Drew Magary copied and pasted the exact same text for a post that week on what he called White’s “Fart Catalog entry.” From that, here’s the link to the Joshua Tree Fairfield’s booking site that White used. It appears to be an affiliate link, which records how much traffic the Uproxx post has sent to the Fairfield site.

The words “reliable, sturdiness” have been cut from the post, and the current version of the post doesn’t have any links to the Fairfield Inn & Suites in the body, though it still does in its photo captions. Here’s how it looks now.

On the left is the original caption of an Uproxx Life Instagram post from the trip, and on the right is how it reads currently. Both include #sp (for sponsored), but “#ThanksBuick” has been removed in the current version.

Fairfield Inn & Suites’s corporate parent, Marriott, didn’t respond to a request for comment, but Buick did. A spokesperson from Buick told Deadspin that they’re very careful to delineate between sponsored content and “loaning of vehicles to media for evaluation.” When asked which category this post fell under, Buick responded, “That story is the result of a media evaluation loan and was not sponsored;” when I asked if it was standard practice to send a review car to a music editor, they told me that “Cars play a major role in modern culture and as a result we loan to a diverse range of writers.”

Dykes, the Uproxx editor-in-chief, strenuously denied that any Uproxx writers have engaged in the type of payola reported on by the Outline earlier this year and by Gawker in 2013: brands paying writers money for undisclosed mentions on major sites. But payments come in other forms, obviously—like, say, a convertible and a free hotel room for a weekend, with a combined value in the hundreds of dollars.

White primarily writes about music and runs Uproxx’s music coverage. According to her author page, she wrote 459 posts in the last eleven months. 446 posts were about music, and 13 were not. I asked Dykes about six of those 13 posts which seemed suspiciously brand-friendly, and he told me that “None were sponsored ... all assigned/edited by the editor who oversees our Life vertical and not things that Cait did on her own, like the Joshua Tree post.”

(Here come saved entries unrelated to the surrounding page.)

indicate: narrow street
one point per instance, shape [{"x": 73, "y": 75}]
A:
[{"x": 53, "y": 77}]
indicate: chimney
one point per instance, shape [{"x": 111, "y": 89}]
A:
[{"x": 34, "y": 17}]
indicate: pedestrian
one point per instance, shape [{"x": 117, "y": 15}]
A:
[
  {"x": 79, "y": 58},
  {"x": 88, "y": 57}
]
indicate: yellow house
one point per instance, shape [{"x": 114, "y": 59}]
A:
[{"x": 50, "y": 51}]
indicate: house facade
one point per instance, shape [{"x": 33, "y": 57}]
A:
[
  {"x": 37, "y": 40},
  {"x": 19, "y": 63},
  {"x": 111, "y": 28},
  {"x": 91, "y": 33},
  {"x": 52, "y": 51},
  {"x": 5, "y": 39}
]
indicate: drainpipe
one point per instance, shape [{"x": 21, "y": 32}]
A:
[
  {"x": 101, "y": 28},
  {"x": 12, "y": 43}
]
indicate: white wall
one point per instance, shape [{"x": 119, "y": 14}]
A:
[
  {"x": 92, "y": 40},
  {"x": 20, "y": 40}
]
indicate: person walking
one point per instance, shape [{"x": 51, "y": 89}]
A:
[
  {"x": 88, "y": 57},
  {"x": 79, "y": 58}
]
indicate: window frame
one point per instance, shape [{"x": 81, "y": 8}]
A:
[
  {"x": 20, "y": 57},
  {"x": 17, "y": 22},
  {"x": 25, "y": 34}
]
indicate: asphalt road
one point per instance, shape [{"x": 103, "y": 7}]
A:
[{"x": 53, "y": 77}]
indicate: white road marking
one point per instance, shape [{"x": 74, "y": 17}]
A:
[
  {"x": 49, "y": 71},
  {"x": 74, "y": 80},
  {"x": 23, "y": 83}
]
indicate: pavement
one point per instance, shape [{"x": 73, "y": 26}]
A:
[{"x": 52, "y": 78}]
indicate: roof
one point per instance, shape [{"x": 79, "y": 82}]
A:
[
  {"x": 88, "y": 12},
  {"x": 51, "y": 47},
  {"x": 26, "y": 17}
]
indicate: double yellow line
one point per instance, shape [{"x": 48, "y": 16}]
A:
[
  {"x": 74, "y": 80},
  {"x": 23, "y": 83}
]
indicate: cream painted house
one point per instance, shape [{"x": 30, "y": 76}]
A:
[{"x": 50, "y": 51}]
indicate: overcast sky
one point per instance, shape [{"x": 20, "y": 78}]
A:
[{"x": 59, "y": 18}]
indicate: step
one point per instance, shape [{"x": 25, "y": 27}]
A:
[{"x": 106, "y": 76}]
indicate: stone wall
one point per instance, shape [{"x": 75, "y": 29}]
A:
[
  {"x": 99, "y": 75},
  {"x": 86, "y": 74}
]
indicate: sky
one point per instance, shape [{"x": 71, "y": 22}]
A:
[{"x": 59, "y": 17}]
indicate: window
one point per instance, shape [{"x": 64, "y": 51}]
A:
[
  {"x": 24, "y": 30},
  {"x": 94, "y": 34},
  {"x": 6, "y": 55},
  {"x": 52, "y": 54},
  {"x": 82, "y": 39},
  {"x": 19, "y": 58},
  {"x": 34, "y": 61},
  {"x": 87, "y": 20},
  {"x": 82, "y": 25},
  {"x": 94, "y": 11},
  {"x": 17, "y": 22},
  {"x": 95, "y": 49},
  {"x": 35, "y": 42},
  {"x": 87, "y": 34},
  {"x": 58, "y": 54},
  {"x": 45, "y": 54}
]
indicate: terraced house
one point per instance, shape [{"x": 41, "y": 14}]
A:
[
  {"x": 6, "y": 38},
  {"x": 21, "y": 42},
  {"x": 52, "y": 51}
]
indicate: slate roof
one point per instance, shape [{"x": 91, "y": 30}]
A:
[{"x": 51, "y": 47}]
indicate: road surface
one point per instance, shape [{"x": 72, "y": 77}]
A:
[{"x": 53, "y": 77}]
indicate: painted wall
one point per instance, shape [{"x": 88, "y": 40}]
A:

But if you generously exclude the one post in which White brags that a host “treated her like a queen” with weed and a helicopter ride—but which does not include a clear acknowledgement that both were paid for—none of these stories include any disclosures about travel or products.

For a recent story about how to prepare your apartment for an Airbnb stay, White tagged Brooklinen (sheets) and Casper (mattresses) in her tweet. (A Casper spokeperson tells Deadspin that they send products to journalists “as requested” for reviews and have a “strict disclosure protocol that they insist all of their partners use to clearly disclose any content that is sponsored.”) For stories about traveling to Panama and Costa Rica, she tagged the resorts and a PR agency on Instagram. (The FTC continually reminds “influencers” that regulations require them to disclose their relationships with brands they plug.”) In the Panama story, she linked directly to a hotel’s booking site and called it the “perfect place to stay.” There is a story about making cold brew coffee at home; it is solely about one brand of cold brew coffeemakers, Dripo.

Dykes told Deadspin that the Panama and Costa Rica trips and weed helicopter were coordinated through the Life section editor and “travel PR folk.” Spokespeople from Airbnb, Dripo, Brooklinen, Imago Galleries, Fairfield Inn & Suites, Burner, Tabacon Resorts, Westin Playa Bonita, and Diamond PR did not respond for requests for comment. Grey Space Art said that they did not provide the helicopter ride.

Dykes is right when he points out just about all publications—except for the New York Times, which famously refuses junkets and perks—“accept comps and media rates, and/or pieces from freelance writers who received comps or pitches. Travel writing and travel publications probably wouldn’t exist otherwise.” White pointed us to the Uproxx travel writing policy, which contains many of the same justifications.

But readers should know if what they’re reading is in any way a product of the subject, to say nothing of a financial investment by the brand. In entertainment and product journalism, some assistance is inevitable. What’s required is not self-denial but transparency.